The activists say pro-Assad soldiers backed by dozens of tanks and armored vehicles battled rebels of the Free Syrian Army on the eastern outskirts of the capital and other areas just several kilometers from central Damascus. They say the fighting killed at least 12 people, including civilians and rebel fighters.

Syrian rights groups say violence linked to the 10-month opposition uprising killed at least 19 other people across Syria on Sunday.

In one incident, Syrian state news agency SANA says a roadside bomb went off near a military bus south of Damascus, killing six soldiers and wounding six others. SANA also reported the deaths of 23 other security personnel in fighting with rebels.

Details of the fighting and casualties could not be independently confirmed because Syria bars foreign journalists from operating freely in the country.

The Syrian government accuses armed terrorists of driving the revolt against Mr. Assad's 11-year autocratic rule and killing 2,000 security personnel.

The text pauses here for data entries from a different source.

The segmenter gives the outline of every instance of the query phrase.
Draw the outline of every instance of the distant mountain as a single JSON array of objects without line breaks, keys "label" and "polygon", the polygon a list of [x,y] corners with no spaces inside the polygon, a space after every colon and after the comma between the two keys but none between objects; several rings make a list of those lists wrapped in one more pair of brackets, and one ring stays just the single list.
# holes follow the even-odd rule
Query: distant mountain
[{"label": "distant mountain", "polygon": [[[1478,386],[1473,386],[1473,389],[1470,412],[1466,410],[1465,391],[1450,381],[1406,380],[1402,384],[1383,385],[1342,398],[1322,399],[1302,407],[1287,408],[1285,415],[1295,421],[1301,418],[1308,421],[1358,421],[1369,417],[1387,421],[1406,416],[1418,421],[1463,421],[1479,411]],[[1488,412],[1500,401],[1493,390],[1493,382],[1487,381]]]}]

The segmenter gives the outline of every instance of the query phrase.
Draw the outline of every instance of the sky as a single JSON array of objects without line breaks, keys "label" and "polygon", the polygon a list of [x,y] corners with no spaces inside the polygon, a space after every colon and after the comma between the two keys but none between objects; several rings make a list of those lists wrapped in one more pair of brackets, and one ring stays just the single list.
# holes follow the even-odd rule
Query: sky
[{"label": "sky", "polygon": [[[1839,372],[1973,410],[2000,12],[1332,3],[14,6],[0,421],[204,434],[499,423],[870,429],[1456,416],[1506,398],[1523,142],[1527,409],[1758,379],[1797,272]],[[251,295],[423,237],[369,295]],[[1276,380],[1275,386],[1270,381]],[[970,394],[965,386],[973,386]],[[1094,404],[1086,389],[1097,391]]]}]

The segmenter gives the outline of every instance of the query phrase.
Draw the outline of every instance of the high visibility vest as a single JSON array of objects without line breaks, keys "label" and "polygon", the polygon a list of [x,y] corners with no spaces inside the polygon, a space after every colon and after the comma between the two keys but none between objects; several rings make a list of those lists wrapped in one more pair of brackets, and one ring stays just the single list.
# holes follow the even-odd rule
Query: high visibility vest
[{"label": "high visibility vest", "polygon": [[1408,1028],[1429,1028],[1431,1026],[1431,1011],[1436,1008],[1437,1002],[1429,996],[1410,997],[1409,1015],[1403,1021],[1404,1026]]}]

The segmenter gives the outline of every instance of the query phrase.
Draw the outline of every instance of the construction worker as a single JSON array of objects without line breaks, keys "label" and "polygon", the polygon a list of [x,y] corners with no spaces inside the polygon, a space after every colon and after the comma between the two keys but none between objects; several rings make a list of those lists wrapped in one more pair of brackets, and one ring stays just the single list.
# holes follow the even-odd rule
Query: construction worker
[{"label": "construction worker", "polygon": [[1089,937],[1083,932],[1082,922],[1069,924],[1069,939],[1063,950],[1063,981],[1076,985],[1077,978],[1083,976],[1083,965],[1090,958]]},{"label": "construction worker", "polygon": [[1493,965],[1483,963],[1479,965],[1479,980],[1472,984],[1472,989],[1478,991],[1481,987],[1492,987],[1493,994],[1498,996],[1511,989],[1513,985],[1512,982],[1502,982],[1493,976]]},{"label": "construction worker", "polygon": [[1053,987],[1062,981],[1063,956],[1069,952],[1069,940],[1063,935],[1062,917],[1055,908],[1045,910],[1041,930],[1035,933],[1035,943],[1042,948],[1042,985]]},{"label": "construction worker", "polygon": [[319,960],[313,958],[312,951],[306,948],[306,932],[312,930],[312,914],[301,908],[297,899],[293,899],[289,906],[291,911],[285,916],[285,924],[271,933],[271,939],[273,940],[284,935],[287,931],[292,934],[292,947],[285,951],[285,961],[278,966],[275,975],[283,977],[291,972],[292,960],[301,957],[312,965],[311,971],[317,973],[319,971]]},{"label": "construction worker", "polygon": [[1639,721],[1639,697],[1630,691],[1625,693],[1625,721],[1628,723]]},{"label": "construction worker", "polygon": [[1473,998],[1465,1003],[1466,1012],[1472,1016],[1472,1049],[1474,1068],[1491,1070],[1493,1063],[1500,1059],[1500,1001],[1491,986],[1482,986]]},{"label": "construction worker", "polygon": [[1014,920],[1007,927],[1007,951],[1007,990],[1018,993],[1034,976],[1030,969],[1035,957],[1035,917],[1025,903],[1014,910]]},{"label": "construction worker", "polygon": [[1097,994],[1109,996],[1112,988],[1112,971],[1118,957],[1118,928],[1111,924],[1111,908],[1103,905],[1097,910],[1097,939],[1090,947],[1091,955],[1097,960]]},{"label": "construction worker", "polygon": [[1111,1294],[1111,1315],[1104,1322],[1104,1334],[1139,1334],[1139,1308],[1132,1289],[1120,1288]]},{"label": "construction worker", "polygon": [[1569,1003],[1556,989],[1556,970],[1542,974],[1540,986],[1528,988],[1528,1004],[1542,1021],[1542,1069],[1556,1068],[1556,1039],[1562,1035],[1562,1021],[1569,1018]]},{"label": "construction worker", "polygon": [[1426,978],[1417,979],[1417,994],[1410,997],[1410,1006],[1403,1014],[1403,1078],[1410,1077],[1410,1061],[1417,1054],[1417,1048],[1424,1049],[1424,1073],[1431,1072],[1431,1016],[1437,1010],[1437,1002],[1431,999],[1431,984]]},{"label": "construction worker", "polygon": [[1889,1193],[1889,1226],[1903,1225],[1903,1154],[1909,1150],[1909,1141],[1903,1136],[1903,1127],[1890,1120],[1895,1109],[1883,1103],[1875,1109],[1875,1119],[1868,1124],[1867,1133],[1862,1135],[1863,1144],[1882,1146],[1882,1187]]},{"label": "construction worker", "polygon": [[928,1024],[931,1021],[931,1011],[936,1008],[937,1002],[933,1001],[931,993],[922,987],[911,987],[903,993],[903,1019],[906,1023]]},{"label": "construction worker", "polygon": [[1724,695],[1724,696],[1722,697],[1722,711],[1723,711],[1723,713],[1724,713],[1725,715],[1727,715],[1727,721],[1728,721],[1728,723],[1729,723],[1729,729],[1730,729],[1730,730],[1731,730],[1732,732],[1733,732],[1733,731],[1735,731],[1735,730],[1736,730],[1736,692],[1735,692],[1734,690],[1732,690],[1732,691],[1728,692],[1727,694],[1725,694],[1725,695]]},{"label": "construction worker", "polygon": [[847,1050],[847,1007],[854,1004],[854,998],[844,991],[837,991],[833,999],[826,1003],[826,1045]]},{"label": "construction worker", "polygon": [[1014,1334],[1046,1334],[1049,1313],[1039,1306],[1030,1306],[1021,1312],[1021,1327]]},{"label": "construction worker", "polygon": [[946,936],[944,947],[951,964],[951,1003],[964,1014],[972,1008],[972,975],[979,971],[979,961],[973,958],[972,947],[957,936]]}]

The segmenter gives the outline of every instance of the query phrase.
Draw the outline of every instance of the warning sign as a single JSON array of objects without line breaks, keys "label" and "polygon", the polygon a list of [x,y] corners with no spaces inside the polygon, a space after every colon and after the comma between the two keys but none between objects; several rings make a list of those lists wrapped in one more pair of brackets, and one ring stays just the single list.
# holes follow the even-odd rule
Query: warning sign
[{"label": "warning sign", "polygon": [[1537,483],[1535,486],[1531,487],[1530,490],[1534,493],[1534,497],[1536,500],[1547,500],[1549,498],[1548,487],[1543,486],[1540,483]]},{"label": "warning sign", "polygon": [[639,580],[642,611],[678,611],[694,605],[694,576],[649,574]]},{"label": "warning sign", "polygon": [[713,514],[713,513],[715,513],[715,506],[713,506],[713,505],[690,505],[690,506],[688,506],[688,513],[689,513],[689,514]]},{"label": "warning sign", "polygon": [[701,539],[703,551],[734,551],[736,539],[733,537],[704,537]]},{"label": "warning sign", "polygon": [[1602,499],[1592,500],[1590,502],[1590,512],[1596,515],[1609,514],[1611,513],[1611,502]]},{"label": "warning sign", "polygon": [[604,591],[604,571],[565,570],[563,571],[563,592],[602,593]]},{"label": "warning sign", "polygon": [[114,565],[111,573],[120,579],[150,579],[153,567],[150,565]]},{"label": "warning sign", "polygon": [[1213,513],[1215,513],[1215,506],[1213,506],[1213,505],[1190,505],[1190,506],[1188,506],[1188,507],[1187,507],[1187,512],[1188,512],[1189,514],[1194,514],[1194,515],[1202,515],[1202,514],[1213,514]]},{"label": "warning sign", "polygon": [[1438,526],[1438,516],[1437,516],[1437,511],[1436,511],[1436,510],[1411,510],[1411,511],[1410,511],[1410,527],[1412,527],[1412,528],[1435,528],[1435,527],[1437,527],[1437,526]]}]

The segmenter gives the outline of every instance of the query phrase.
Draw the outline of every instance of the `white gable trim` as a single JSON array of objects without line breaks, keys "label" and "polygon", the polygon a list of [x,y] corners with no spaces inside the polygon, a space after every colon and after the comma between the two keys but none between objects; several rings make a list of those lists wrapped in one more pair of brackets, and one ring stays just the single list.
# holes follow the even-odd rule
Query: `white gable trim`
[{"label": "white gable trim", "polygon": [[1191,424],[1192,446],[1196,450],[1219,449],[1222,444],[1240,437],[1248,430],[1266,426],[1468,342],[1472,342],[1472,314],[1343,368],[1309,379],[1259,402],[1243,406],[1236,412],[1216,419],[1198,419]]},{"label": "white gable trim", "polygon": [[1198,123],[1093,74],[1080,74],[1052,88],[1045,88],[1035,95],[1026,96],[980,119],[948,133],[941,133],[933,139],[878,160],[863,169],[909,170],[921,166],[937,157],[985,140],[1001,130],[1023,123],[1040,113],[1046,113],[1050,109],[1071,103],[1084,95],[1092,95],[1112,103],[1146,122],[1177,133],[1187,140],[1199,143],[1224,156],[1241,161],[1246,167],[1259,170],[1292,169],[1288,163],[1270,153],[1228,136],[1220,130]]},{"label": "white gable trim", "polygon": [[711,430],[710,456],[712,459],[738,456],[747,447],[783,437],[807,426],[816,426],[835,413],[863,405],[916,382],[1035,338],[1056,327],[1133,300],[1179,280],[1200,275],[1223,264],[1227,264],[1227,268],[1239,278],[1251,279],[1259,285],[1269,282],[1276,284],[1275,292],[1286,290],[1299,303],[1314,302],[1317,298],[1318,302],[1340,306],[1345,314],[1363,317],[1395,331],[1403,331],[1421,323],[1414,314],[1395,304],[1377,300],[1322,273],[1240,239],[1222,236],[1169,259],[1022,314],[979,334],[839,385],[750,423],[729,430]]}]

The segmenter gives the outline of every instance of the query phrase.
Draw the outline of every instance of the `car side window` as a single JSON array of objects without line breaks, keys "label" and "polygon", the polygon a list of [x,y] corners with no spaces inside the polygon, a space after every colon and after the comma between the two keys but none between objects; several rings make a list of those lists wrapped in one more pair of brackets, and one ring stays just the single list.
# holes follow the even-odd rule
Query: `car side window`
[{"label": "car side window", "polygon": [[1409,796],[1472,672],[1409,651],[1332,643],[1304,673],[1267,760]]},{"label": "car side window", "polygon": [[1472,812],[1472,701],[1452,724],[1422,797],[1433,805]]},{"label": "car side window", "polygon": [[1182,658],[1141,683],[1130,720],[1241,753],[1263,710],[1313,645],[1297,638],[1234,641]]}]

The United Nations estimated the death toll from the unrest at 5,400 earlier this month before it stopped updating the figure due to difficulties in obtaining information.

Arab League chief Nabil Elaraby said Sunday the regional bloc is in talks with Russia and China to try to persuade them to support an Arab plan for ending the Syrian crisis. Elaraby was speaking in Cairo before departing on a flight to New York, where he will formally present the initiative to the U.N. Security Council on Tuesday.

The Arab League plan calls for President Assad to transfer power to a deputy and form a unity government to prepare for national elections under international supervision. The Assad government has rejected the proposals as a violation of Syria's sovereignty.

Russia is a key military ally of the Syrian president and opposes efforts by other Arab states and Western powers to use the U.N. Security Council to pressure him into stopping the violent crackdown on the uprising. Moscow is a veto-wielding member of the council.

Syria's escalating violence prompted the Arab League to suspend the operations of its observer mission in Syria on Saturday. Elaraby said the monitors will remain in Damascus until Arab League foreign ministers meet next Sunday to decide whether to pull them out of the country.

Russian Foreign Minister Sergei Lavrov criticized the Arab League's move. In remarks Sunday, he described the observer mission as a useful tool for resolving the Syrian crisis.